Kurier

Warum die Regierung derzeit freie Hand hat

Wahlforsch­ung. Nicht-Streiten zieht beim Bürger, dennoch könnte die SPÖ die EU-Wahl gewinnen

- – CHRISTIAN BÖHMER

Könnte es für die Regierung im Allgemeine­n und Bundeskanz­ler Sebastian Kurz im Besonderen zum Problem werden, dass das „Don’t smoke“Volksbegeh­ren vorerst keine nachhaltig­en politische­n Konsequenz­en hat?

Unmittelba­r nein, aber mittel- und langfristi­g vielleicht doch, lautet die Antwort von Franz Sommer. Zumindest dann, wenn sich in der Bevölkerun­g der Eindruck verfestigt, der ÖVP-Chef agiere auch bei anderen Themen wie bei der Raucherdeb­atte, sprich: Er stimmt aus Koalitions­vernunft Maßnahmen zu, die ihm persönlich und politisch widerstreb­en.

Seit Jahrzehnte­n analysiert der Meinungsfo­rscher für die ÖVP die Stimmungsl­age in Österreich. Und auf Einladung der Politische­n Akademie der ÖVP zog Sommer mit Standeskol­lege Peter Hajek Bilanz – die Nationalra­tswahl ist ziemlich genau ein Jahr her.

Wie also ist die Stimmung im Land? Was hat sich verändert?
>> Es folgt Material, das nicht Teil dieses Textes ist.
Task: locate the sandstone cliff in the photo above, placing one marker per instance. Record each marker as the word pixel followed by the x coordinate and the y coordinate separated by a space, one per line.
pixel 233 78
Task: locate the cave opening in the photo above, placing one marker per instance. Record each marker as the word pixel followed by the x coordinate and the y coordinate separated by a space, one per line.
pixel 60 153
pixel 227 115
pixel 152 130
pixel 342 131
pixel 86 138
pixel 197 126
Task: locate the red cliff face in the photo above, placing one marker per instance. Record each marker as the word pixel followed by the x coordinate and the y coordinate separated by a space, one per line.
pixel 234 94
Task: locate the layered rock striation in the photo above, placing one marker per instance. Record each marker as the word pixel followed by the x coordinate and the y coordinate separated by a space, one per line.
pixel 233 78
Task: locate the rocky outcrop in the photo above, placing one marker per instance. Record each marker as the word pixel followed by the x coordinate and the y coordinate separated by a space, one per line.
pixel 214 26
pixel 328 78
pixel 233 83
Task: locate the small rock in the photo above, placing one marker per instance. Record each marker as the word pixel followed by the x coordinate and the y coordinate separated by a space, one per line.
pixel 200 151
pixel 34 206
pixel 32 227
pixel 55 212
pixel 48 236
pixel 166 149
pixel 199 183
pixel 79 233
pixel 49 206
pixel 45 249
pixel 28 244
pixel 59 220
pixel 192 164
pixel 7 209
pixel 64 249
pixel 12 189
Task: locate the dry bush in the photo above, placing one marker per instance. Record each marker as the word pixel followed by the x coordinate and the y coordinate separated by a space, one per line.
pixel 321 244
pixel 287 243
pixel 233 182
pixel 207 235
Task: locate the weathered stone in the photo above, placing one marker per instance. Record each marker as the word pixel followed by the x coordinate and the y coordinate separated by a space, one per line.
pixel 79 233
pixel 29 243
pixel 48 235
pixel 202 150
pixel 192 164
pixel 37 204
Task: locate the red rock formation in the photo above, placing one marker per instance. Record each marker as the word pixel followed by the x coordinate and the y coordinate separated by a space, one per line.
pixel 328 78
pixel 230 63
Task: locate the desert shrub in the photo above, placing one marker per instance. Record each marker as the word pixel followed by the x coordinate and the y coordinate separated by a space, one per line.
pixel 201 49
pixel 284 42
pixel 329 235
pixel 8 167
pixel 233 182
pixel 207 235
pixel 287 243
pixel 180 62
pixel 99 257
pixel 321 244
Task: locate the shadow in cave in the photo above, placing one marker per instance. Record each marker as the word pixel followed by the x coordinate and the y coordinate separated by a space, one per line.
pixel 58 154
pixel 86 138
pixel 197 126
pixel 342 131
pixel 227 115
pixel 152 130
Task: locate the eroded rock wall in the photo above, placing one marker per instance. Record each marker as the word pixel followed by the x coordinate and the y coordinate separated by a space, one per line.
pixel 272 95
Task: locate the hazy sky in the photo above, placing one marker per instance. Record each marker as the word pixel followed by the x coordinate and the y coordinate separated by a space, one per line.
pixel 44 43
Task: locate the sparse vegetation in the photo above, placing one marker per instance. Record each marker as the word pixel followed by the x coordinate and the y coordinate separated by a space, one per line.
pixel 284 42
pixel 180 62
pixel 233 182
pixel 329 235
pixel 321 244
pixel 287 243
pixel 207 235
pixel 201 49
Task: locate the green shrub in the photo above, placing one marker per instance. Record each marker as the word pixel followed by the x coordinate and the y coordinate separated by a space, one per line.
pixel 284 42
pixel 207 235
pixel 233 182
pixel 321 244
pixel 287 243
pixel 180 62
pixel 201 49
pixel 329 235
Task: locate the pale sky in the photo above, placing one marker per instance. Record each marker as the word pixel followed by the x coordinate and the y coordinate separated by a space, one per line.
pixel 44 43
Bemerkensw­ert ist, und hier sind Hajek und Sommer einer Meinung, die auffallend stabile Lage am „Wählermark­t“. „Ganz allgemein“, sagt Hajek, „ist in der Bevölkerun­g die Hoffnung vorhanden, dass ,Die jetzt etwas tun’.“

Diese Einstellun­g führt zu auffallend hohen Zustimmung­sraten.

„Seit Jänner 2018 pendelt die ÖVP beim Wählerante­il zwischen 32 und 33 Prozent, sie liegt stabil vor der SPÖ mit 27 bis 28 Prozent“, sagt Sommer. Das ist insofern ungewöhnli­ch, als die Situation nach der letzten, für die ÖVP erfolgreic­hen Nationalra­tswahl (Herbst 2002) eine völlig andere war: Damals fiel die Schüssel-ÖVP binnen weniger Monate von 44 auf 33 Prozent, und blieb, ebenfalls stabil, bis zur Nationalra­tswahl 2006 hinter der SPÖ.

Kein Streit

2018 ist die Sache anders – wie überhaupt die Koalition von ÖVP und FPÖ nur bedingt mit jener aus dem Jahr 2000 zu vergleiche­n ist.

Mit Stand September 2018 sind 54 Prozent der Österreich sehr oder eher zufrieden mit der Arbeit der ÖVP/FPÖ-Regierung. Und der auffallend hohe Wert hat viele Ursachen: Zum einen ist da das Faktum, dass beide Parteien öffentlich keinen Streit austragen und aus Sicht der Wähler glaubhaft vermitteln, es werde gearbeitet.

Hinzu kommt laut Sommer, dass ÖVP und FPÖ viel mehr inhaltlich­e Schnittmen­gen haben als Schwarz-Blau I.

Ein Beispiel: Im Herbst 2017 sagte 54 Prozent der Österreich­er, das Thema „Flüchtling­e, Asylwerber, Zu- wanderer“beschäftig­e sie am meisten. Ein Jahr später hat sich nichts geändert, im Gegenteil: Für 55 Prozent bleibt die Migration das zentrale Thema.

Beachtensw­ert ist zudem, dass die FPÖ unter der türkisblau­en Koalitions­beteiligun­g vorerst nicht signifikan­t zu leiden scheint. „In der Regel verliert man zwanzig Prozent der Zustimmung, wenn man in eine Regierung eintritt“, sagt Sommer. Das sei bei der FPÖ nicht der Fall, sie halte sich stabil bei 23 bis 25 Prozent.

Harte Zeiten also für die Opposition? Nicht unbedingt. Zum einen, so betonen Hajek und Sommer, handelt es sich bei der messbaren Stabilität um eine Momentaufn­ahme.

Zudem könnte bei der EUWahl im Frühjahr 2019 ein Effekt eintreten, der schon bei der Nationalra­tswahl sichtbar war: „Viele Grün-Wähler haben trotz der Silberstei­n-Affäre SPÖ gewählt, weil sie eine schwarz-blaue Koalition verhindern wollten“, sagt Sommer. Dieses Motiv, nämlich die Ablehnung der ÖVP auf Platz 1, könne auch bei der EU-Wahl schlagend werden. Zum Leidwesen der Grünen – aber zum Vorteil der SPÖ.